7.67172341333618 ; 7.67172341333618 ; 7.67172341333618 ; 7.67172341333618 ;

— Reply to this email directly, view it on GitHub https://github.com/NCAR/DART/issues/709#issuecomment-2271992582, or unsubscribe https://github.com/notifications/unsubscribe-auth/ANDHUISJS57B5XLBROQ7YKLZQEPQVAVCNFSM6AAAAABMC6DF4SVHI2DSMVQWIX3LMV43OSLTON2WKQ3PNVWWK3TUHMZDENZRHE4TENJYGI . You are receiving this because you are subscribed to this thread.Message ID: @.***>

hkershaw-brown commented 3 months ago

yup this is a reoccurrence of what I was seeing on my old laptop with ifort. It would be cooler if I'd recorded the version on my now dead laptop. I'm trying to see if a can try an older intel version on Derecho.

fix_bounds_violations does not seem to be needed with fp-model precise (haven't got it to fail (yet)) The cases that do not duplicate across PE counts do duplicate with the same PE count

hkershaw-brown commented 3 weeks ago

Note on B Gaubert's cam-chem(?) runs. These were done with fix_bound_violations = .true. rather than fix_bound_violations = .false. as originally thought.

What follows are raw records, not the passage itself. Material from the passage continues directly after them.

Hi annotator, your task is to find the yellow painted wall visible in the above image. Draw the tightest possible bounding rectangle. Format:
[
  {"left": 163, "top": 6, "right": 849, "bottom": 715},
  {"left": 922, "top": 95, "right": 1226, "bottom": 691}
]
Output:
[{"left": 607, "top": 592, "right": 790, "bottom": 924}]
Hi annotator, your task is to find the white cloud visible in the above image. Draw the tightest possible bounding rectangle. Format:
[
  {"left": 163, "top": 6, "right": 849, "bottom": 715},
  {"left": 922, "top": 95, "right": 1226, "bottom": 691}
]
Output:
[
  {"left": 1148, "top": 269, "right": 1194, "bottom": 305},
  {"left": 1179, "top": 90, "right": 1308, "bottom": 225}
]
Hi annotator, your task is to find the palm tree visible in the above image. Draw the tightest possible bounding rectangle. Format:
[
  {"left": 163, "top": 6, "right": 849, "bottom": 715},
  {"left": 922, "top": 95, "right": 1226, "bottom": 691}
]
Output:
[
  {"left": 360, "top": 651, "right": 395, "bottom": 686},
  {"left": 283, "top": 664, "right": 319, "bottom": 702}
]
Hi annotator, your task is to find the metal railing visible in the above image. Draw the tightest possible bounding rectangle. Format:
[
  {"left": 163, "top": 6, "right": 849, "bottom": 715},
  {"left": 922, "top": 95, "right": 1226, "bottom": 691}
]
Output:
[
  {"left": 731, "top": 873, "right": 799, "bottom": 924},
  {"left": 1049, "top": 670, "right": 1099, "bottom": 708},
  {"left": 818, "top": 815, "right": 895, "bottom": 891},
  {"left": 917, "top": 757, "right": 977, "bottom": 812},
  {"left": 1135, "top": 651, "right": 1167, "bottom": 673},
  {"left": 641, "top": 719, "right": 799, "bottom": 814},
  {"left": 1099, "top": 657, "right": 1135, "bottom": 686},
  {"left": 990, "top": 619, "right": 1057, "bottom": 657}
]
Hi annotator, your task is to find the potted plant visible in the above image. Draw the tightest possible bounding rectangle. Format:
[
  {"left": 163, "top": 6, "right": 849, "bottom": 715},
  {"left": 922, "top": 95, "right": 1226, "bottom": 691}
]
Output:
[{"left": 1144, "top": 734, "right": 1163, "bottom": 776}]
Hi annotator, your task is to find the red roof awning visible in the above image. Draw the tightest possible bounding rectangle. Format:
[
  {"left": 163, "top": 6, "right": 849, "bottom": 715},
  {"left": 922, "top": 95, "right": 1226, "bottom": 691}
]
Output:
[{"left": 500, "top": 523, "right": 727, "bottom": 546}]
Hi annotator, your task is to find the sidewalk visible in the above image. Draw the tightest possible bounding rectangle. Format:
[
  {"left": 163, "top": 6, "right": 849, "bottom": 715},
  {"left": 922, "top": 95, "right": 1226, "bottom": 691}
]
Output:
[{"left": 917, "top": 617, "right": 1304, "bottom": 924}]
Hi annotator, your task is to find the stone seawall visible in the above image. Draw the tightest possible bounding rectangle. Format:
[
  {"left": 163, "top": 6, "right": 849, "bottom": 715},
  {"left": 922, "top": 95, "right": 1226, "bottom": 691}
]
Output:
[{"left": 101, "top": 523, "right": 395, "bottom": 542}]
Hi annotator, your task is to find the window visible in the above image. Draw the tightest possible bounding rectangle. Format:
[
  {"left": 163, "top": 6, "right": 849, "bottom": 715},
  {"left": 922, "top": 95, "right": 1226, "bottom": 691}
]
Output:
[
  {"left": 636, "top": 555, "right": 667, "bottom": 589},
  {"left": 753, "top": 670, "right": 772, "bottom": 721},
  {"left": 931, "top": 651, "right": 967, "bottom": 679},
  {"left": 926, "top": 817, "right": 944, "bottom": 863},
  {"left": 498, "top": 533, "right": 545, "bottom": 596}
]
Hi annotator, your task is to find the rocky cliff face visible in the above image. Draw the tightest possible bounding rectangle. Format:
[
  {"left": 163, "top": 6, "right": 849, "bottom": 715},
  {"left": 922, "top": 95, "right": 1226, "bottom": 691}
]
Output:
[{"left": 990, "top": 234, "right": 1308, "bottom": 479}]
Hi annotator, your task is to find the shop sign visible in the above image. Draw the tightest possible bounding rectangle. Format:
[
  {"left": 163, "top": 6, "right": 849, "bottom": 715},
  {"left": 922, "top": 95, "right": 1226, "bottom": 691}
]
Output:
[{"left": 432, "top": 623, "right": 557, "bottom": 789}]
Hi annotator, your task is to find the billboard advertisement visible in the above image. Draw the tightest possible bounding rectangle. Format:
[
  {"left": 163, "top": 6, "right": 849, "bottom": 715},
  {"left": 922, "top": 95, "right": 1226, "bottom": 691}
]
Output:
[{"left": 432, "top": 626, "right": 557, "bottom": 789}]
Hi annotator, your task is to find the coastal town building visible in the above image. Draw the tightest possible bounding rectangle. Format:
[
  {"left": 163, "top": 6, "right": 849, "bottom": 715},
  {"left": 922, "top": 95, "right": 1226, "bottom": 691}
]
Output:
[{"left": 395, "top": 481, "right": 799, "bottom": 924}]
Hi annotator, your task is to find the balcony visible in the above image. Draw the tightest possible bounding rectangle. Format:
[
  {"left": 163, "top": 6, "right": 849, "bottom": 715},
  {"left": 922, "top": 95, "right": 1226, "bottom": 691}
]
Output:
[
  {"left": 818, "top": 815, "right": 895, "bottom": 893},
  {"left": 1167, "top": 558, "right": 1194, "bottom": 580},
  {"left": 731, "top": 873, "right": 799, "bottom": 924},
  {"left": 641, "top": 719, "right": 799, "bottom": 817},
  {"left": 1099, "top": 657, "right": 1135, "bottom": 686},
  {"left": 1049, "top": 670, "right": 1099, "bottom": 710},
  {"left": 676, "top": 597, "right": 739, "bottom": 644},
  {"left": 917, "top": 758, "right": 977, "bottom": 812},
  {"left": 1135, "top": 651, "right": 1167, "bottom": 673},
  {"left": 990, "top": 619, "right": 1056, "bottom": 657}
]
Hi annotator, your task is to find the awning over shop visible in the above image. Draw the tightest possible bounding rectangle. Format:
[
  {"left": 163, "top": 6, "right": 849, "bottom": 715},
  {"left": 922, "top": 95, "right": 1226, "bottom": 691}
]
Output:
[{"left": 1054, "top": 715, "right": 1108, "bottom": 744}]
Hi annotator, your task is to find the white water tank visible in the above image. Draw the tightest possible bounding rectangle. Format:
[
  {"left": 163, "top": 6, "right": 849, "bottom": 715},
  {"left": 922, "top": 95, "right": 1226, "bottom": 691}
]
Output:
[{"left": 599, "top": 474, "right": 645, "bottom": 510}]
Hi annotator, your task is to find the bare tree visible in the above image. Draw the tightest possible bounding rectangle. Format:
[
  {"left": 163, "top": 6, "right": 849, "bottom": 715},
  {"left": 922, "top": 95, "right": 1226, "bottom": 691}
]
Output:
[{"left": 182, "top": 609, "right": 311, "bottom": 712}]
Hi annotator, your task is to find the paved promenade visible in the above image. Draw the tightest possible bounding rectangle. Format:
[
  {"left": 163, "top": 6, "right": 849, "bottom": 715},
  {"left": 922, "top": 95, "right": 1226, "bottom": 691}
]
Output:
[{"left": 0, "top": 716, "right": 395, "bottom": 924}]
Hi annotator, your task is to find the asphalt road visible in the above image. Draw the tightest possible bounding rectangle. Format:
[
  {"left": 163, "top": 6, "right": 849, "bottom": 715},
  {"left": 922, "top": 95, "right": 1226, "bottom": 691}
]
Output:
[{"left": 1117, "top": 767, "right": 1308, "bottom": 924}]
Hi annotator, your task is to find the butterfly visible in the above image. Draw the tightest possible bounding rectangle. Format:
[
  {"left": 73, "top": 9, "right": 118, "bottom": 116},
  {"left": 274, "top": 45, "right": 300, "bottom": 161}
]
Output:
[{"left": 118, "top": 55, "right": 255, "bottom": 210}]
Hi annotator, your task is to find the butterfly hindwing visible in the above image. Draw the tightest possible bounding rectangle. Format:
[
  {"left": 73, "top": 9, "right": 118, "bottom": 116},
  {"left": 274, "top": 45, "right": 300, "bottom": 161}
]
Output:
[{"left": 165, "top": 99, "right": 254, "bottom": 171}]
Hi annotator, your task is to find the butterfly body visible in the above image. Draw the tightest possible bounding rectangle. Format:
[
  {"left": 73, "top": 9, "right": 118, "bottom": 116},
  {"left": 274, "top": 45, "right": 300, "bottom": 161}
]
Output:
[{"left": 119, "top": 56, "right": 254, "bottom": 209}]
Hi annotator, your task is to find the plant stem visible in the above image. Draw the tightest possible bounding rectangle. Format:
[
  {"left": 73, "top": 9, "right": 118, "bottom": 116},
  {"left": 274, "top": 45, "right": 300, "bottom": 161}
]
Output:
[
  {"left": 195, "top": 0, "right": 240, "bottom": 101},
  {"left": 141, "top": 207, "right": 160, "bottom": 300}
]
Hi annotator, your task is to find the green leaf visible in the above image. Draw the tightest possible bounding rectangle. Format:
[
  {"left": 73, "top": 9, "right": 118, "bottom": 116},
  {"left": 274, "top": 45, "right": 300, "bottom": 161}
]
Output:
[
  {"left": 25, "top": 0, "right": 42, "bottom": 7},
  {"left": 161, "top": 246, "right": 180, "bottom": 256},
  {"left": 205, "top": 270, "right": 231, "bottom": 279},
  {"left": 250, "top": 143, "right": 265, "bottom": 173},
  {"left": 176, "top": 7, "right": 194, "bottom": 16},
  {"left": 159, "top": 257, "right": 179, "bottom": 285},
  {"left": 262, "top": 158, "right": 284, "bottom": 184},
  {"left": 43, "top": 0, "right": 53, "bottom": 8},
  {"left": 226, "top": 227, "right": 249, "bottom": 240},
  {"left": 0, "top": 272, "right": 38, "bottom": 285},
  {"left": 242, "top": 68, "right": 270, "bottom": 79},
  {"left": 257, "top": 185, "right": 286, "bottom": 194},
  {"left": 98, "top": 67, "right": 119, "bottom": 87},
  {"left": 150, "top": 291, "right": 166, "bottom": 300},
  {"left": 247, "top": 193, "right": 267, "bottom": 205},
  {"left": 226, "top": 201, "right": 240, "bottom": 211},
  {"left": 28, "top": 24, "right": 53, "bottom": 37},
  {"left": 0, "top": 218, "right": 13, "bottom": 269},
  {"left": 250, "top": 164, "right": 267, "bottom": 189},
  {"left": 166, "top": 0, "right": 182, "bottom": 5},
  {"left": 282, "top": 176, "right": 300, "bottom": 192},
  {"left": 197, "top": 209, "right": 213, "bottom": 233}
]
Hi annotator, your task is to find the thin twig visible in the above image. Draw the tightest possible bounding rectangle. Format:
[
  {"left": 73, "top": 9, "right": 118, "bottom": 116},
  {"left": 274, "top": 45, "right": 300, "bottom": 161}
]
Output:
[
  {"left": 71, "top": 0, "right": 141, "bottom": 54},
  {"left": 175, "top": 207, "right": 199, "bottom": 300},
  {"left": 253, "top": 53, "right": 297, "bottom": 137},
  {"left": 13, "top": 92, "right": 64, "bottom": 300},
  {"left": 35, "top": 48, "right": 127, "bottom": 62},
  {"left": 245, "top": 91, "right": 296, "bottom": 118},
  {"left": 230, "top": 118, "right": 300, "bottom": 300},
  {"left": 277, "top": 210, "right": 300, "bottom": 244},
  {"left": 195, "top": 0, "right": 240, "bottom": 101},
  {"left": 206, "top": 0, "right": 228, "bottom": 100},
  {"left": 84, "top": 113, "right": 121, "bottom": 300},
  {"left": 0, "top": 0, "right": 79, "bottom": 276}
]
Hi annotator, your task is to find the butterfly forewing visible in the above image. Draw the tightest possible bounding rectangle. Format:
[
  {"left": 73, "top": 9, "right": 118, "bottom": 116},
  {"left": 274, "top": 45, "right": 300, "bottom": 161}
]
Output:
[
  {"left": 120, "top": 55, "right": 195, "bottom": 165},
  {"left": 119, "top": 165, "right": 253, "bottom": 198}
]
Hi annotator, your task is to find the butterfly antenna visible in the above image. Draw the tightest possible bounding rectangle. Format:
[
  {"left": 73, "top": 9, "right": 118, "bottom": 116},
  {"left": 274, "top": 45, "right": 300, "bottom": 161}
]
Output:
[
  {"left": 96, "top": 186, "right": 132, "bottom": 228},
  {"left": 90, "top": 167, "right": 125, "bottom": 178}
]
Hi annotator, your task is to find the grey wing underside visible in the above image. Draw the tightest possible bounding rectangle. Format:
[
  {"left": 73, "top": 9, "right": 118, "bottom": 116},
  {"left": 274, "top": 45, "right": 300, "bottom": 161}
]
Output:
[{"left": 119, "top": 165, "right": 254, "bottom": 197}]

So clamping, rather than probit enforcing the bounds. ( sd == 0 so you never transform into (or back out of) probit space.)

/glade/derecho/scratch/hkershaw/DART/CAM-out-of-bounds/Rean_run is using the reanalysis runs #749

hkershaw-brown commented 3 weeks ago

Note I have not separated out varying results across pe counts (QCEFF vs no QCEFF vs what would be expected).